BANDUNG, Kanal Berita – Konflik pemanfaatan fasilitas umum kembali mencuat di Kota Bandung. Ratusan warga yang tergabung dalam Forum Komunikasi Warga Arcamanik Berbhineka menggelar aksi damai menolak alih fungsi Gedung Serba Guna (GSG) Arcamanik sebagai tempat ibadah Jemaat PGAK Santa Odilia. Aksi tersebut berlangsung di Jalan Sky Air Nomor 19, Kelurahan Sukamiskin, Kecamatan Arcamanik, Kota Bandung, pada Rabu (5/3/2025).
Para warga menegaskan bahwa penolakan mereka bukan didasari sentimen agama, melainkan terkait peruntukan bangunan yang semestinya digunakan sebagai fasilitas umum untuk kegiatan sosial dan budaya warga sekitar. Mereka menilai penggunaan GSG sebagai tempat ibadah secara rutin telah menyimpang dari fungsi aslinya.
Roinul Balad, juru bicara Forum Komunikasi Warga Arcamanik Berbhineka, menegaskan bahwa penolakan ini murni berdasarkan aspek legalitas penggunaan bangunan, bukan sentimen agama.
“Kalau win-win solution undang-undang sudah mengatur. Ini saudara-saudara kita yang Nasrani, ini kan jelas bukan gereja, ilegal berarti kan pelanggaran hukum. Supaya win-win solution itu pendetanya, pastornya didampingi oleh Pak Kapolsek sama siapapun yang berwenang, bawa ke gereja yang legal untuk melaksanakan ibadah, selesai. Ini kosong, warga pulang. Nih kalau mereka tidak mau, siapa yang intoleran? Siapa yang memaksakan kehendak? Ini biar tahu saja sama Bapak Presiden, Pak Wakil Presiden, saya lapor sekalian,” ujar Roinul Balad.
Menurut keterangan Roinul, GSG Arcamanik memiliki surat Izin Mendirikan Bangunan (IMB) yang dikeluarkan oleh developer perumahan Arcamanik Endah dengan peruntukan sebagai gedung serba guna untuk aktivitas sosial dan budaya. Selama bertahun-tahun, fasilitas ini digunakan untuk berbagai kegiatan warga RW 14 Kelurahan Sukamiskin serta warga RW 1 dan RW 2 Kelurahan Cisaranten Endah.

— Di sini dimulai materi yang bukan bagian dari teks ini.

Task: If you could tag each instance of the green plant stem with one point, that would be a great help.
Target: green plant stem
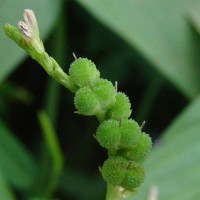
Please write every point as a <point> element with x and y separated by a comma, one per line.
<point>53,146</point>
<point>118,193</point>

“GSG ini awalnya untuk aktivitas warga Arcamanik khususnya kegiatan olah raga dan sosial. Warga dapat menggunakan fasilitas GSG. Termasuk kegiatan ibadah jemaat Gereja Odelia yang awalnya saat Covid-19 yang lalu hanya sebulan sekali, itu masih ditoleransi. Lama kelamaan kenapa jadi setiap minggu bahkan hari Minggu lalu mereka sudah menggelar ibadat dan hari ini (Rabu) mereka menggelar ibadat lagi. Bahkan warga tidak bisa lagi menggunakan,” jelas Roinul.
Meskipun terjadi aksi penolakan, prosesi Misa Paskah Jemaat PGAK Santa Odilia tetap berlangsung tanpa gangguan dari pukul 08.00 hingga 11.00 WIB. Pihak kepolisian juga diturunkan untuk berjaga di gerbang masuk GSG Arcamanik guna mengantisipasi terjadinya hal-hal yang tidak diinginkan.
Sementara itu dikutip dari liputan6.com, Ketua Tim Perizinan Misa Hari Paskah PGAK Santa Odilia, Yoseph Kebe, menyatakan tidak keberatan dengan adanya aksi unjuk rasa tersebut. “Itu kan hak mereka untuk menyampaikan aspirasi. Tapi kita juga berhak menjalankan prosesi ibadah dengan tenang. Selama tidak mengganggu prosesi peribadatan, ya silakan itu hak setiap masyarakat,” ujarnya.
Yoseph menjelaskan bahwa prosesi ibadah pada hari itu merupakan bagian dari rangkaian Rabu Agung menjelang Paskah, di mana umat Katolik akan memulai puasa selama 40 hari ke depan. Menurutnya, sekitar 100 jemaat hadir pada Misa Paskah di pagi hari tersebut, jauh lebih sedikit dibandingkan dengan jumlah jemaat pada hari Minggu yang biasanya mencapai 300 orang.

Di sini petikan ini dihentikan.